18 APRIL 1908, Page 25

SOME BOOKS OF THE WEEK.

[Under this heading we notice such Books of the week as have not been reserved for review in other formal

In "Pan-Anglican Papers" (S.P.C.K., 2d. each) we have received Religion and the Press. Mr. A. C. Benson and Dr. F. J. Foakes-Jackson write on the Church and Literature. Both are excellent papers. The Congress will certainly not be dull if it is privileged to listen to this kind of thing. Mr. Benson insists on the primary necessity of getting people to read ; read something, and so'get on to read what is worth reading. Some one seems to have attracted a large public by picturing a potato which resembled the head of the great Napoleon. "A generation which revels in potatoes of an interesting shape," says our optimist, "may be succeeded by a generation which will study Boswelrs 'Life of Johnson' or even Law's 'Serious Call.'" Mr.

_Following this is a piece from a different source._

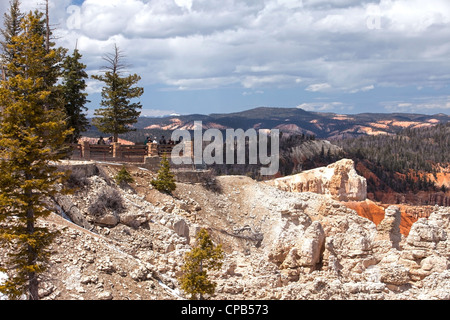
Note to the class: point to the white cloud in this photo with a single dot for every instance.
(324, 106)
(326, 45)
(420, 105)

Edward Compton on The Church and Dramatic Literature is not less vigorous. Here, too, we may arrive at the unexpected. Even Mr. Bernard Shaw may help us. "The dreary Sahara of his thought, where every oasis conceals a chatterbox," may make us appreciate very different regions. Finally, we have The Ethics of Journalism, by Mr. J. St. Loe Strachey.